The project was officially launched on 23 October 2020 in Nyanza District and coincided with the national event to launch the annual forest planting season in Rwanda.

“This ground-breaking project is part of Rwanda’s efforts to increase our resilience to climate change by investing in nature-based solutions. When it comes to adapting to the warming of our planet, Mother Nature is our best ally. Restoring forests and landscapes will not only benefit our environment, but also improve the health and livelihoods of Rwandans and create green jobs.We are looking forward to seeing the Amayaga region green once again,” said Rwanda’s Minister of Environment, Jeanne d’Arc Mujawamariya.

Eight million of trees will be planted to restore degraded forests. Fruit trees will be planted on 25,000ha to increase agro-forestation, improve productivity and well-being of inhabitants of the four districts. The project propels and fast tracks the Government’s plan to maintain forest cover to 30.4% of the country’s total land area into the future.

The Green Amayaga project will increase the erosion control and protection of marshlands and buffer zones to foster agriculture productivity.

Nyirahabimana Josee 39, a resident of Muyira Sector, Nyanza district commended the initiative saying that erosion control brings hope. She has been a victim of soil erosion for long as her land is located on a steep hill. “Last year, I suffered a big loss when heavy rains washed away 80% of my crops. It has become normal to lose land portions due to erosion since our land are located on hills,” explains Nyirahabima who adds “This project is a great opportunity for me as I will get double benefit. Not only it will help me to control erosion on my soil but I will also plant fruit trees to increase productivity and wellbeing of my three children.”

 

The project will increase erosion control and increase agricultural productivity in Amayaga region

 

“By integrating a climate investment lens to our work, we can create a new type of farming – carbon farming – potentially more lucrative and sustainable than traditional crops,” said Maxwell Gomera, UNDP Resident Representative in Rwanda.

In total, 263,000 hectares of agricultural land will be restored and rehabilitated. Small and large watersheds will also be rehabilitated and restored to provide water for human consumption as well as livestock and agriculture activities. The project will strengthen the resilience of communities and biodiversity and contribute to climate change stabilization.

Overall, 1.3 million persons from Gisagara, Nyanza, Kamonyi, and Ruhango districts will benefits from the project, including 362,000 direct beneficiaries. The project will create green jobs for people, over 90% of them being youth and women.

7,500 households will be provided with small livestock to increase livelihoods resilience of local communities in four districts. 60,000 households will be provided with improved and energy-efficient cooking stoves to decrease wood consumption by at least 25%.

“The Green Amayaga project is yet another example of the Government and people of Rwanda’s remarkable levels of preparedness and creativity. Restoring biodiversity and landscapes is not just good sense in these extraordinary times, it is imperative. When biodiversity thrives, we all thrive,” said Maxwell.
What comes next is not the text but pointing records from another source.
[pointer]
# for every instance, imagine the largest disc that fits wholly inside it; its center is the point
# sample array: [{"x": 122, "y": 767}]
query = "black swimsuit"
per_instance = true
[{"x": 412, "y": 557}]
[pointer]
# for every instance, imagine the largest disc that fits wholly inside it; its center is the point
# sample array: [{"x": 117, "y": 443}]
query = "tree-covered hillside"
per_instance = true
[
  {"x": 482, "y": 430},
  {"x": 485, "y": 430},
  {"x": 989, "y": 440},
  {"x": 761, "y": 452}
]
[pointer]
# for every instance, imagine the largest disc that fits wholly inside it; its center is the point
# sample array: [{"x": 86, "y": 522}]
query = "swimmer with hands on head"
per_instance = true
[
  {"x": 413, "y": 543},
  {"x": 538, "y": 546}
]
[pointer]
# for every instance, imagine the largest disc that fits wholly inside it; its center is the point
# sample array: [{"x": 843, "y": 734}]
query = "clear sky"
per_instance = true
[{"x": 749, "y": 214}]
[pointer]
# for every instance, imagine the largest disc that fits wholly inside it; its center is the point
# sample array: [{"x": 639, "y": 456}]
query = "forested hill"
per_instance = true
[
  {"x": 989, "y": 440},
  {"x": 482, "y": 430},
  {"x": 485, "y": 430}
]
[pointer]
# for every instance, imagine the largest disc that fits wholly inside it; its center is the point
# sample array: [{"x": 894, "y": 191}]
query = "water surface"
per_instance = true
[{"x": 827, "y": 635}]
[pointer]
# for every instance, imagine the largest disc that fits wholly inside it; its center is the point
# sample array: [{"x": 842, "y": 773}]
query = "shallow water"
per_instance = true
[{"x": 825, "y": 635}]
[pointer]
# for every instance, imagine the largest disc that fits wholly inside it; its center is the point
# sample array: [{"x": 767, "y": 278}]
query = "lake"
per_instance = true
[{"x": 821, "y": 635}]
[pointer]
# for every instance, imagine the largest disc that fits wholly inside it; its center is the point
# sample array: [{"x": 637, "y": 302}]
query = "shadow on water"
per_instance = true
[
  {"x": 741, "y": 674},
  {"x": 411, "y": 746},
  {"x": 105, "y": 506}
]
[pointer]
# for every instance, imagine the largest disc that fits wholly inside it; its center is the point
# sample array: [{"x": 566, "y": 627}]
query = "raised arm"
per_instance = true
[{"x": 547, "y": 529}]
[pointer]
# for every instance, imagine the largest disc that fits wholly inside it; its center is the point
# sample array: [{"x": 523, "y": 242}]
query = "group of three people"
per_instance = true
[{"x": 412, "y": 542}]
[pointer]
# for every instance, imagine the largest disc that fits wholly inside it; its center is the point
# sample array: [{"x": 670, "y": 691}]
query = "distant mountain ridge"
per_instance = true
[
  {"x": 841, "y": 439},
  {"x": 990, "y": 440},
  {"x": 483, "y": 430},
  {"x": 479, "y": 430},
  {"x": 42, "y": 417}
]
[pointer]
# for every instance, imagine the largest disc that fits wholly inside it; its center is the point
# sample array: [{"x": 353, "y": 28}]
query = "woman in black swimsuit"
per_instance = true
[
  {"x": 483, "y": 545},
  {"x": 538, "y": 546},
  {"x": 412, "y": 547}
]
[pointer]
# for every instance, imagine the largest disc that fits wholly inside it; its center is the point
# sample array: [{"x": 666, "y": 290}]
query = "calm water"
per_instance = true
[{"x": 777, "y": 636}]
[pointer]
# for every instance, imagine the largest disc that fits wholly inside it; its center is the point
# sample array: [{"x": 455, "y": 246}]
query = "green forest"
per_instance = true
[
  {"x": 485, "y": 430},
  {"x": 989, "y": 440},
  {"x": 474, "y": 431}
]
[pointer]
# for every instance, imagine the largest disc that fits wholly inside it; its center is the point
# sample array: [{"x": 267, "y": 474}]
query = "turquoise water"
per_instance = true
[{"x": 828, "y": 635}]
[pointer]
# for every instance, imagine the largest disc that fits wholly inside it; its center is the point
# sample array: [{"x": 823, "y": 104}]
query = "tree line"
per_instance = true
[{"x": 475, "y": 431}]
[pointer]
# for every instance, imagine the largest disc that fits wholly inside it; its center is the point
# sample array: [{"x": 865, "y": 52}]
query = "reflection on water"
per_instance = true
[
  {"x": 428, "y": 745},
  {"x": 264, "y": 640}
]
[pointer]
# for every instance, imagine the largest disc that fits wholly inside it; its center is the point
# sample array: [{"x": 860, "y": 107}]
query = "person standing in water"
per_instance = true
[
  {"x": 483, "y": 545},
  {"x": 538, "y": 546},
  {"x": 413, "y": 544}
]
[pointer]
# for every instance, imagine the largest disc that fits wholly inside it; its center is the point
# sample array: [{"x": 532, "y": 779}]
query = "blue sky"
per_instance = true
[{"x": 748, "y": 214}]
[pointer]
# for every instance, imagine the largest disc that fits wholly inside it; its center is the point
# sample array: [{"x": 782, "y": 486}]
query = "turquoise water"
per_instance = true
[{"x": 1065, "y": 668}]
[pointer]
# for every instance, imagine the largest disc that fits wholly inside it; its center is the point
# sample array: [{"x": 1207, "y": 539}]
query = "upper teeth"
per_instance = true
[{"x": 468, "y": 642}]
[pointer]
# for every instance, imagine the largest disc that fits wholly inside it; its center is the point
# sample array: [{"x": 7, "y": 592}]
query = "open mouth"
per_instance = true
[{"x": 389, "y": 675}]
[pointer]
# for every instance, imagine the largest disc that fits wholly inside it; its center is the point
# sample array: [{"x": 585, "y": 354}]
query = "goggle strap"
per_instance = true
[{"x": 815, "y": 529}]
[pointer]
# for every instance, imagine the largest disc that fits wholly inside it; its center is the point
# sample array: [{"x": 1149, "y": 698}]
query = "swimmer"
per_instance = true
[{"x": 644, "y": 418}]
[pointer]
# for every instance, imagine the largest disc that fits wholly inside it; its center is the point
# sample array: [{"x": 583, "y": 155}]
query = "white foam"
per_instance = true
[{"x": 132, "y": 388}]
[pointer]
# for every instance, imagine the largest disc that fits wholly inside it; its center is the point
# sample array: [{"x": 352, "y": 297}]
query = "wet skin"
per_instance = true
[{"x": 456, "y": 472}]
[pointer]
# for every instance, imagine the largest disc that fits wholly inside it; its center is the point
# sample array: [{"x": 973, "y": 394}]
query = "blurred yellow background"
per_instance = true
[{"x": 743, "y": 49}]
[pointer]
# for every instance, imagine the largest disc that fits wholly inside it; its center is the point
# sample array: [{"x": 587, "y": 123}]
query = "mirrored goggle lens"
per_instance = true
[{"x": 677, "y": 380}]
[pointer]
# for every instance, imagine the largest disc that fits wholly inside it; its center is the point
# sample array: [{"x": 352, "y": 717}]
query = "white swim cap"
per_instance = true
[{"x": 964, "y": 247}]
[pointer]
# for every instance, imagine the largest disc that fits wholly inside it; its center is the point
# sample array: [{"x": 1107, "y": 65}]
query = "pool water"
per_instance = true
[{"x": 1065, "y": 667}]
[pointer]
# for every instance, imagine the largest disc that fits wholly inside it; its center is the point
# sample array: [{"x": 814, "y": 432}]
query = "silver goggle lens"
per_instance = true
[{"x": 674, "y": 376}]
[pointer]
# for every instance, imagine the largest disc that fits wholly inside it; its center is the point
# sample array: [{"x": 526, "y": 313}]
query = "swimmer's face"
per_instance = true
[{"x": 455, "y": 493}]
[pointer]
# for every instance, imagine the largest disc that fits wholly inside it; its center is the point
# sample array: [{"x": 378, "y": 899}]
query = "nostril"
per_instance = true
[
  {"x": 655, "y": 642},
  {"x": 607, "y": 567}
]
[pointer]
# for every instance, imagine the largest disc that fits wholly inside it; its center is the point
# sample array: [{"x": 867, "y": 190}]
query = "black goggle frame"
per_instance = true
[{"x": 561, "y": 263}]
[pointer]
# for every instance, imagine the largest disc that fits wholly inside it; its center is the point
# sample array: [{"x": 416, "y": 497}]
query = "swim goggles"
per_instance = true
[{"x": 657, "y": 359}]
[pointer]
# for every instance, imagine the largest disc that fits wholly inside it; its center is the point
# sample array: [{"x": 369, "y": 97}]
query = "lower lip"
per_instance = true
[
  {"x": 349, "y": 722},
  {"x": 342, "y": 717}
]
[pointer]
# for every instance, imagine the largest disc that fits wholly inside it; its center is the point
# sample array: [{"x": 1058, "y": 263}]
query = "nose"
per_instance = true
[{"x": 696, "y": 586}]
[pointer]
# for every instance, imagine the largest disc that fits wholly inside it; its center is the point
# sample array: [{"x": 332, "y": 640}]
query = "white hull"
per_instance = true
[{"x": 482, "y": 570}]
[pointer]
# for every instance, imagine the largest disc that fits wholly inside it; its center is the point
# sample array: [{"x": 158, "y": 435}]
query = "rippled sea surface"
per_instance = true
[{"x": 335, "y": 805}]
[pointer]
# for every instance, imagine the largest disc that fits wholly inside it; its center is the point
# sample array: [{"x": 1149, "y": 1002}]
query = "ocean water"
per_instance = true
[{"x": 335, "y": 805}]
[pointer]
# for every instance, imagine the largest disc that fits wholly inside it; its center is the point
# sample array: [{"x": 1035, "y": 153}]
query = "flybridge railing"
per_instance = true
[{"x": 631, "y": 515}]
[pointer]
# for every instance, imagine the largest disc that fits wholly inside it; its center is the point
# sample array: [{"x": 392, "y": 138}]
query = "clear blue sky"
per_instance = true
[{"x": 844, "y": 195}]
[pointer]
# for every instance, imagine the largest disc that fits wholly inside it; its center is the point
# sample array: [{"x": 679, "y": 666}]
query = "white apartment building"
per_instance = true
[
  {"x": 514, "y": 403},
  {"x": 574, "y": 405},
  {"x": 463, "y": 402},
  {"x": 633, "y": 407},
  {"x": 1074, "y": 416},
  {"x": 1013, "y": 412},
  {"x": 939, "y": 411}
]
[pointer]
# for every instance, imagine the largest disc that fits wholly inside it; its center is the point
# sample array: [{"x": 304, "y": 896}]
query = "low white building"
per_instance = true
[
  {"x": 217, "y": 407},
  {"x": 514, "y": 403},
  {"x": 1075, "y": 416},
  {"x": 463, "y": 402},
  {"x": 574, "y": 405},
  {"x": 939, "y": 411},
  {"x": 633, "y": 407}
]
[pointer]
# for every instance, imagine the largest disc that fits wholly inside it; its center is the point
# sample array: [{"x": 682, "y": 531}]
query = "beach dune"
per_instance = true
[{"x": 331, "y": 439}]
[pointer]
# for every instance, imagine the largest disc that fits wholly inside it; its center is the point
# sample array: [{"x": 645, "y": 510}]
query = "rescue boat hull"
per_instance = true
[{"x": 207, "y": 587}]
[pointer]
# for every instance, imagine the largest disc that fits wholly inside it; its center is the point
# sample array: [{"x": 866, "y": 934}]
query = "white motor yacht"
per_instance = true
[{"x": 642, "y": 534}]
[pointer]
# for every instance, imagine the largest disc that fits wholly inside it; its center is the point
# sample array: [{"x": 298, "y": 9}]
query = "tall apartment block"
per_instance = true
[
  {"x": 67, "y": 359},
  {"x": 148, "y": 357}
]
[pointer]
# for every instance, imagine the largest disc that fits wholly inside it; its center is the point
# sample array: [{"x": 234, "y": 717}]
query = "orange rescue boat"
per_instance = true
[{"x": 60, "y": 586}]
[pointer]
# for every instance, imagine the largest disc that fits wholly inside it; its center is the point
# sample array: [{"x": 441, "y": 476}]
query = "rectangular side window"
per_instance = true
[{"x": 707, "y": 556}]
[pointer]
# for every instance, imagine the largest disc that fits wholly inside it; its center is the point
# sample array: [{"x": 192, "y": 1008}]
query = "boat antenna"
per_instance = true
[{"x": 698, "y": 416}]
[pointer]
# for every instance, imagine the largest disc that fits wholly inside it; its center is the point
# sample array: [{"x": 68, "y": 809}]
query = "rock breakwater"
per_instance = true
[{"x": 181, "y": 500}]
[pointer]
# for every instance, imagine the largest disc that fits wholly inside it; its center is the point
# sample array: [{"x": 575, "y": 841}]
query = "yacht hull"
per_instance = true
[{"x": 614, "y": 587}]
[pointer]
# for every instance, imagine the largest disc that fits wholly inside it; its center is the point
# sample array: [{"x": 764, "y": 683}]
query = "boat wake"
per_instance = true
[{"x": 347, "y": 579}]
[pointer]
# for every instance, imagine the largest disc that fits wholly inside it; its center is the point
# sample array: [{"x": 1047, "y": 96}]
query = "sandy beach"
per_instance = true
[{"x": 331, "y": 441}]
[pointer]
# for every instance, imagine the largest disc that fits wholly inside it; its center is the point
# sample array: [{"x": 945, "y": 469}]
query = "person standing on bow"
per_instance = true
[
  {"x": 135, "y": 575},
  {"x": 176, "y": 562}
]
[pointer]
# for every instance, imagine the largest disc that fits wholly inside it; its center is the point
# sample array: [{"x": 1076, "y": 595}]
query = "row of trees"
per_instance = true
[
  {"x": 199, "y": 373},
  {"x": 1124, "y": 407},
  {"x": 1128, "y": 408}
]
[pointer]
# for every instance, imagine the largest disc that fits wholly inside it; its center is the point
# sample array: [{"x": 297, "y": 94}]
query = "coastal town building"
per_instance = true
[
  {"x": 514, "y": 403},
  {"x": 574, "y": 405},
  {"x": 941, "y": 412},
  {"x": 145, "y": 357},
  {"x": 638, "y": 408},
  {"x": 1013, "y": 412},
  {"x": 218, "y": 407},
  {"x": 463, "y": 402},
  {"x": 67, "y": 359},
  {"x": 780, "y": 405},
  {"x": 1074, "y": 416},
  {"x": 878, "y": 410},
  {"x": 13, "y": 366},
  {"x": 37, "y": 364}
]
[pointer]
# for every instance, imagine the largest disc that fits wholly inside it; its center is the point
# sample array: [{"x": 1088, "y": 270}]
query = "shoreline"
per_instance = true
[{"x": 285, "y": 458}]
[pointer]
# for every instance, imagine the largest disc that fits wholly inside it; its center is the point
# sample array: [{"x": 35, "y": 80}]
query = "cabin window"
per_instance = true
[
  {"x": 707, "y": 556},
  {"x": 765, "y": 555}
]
UNDP has been working with the Government of Rwanda and other partners to address development challenges by supporting various programmes and initiative aimed at increasing social and economic resilience and achieve sustainable development.

Reiterating UNDP’s support to green growth initiatives and solutions, Maxwell said “I would like to reaffirm UNDP’s commitment to strengthening our partnership for building back a better economy and society, one that will combat climate change and unsustainable management of the environment and improve the wealth and livelihoods of the people of Rwanda."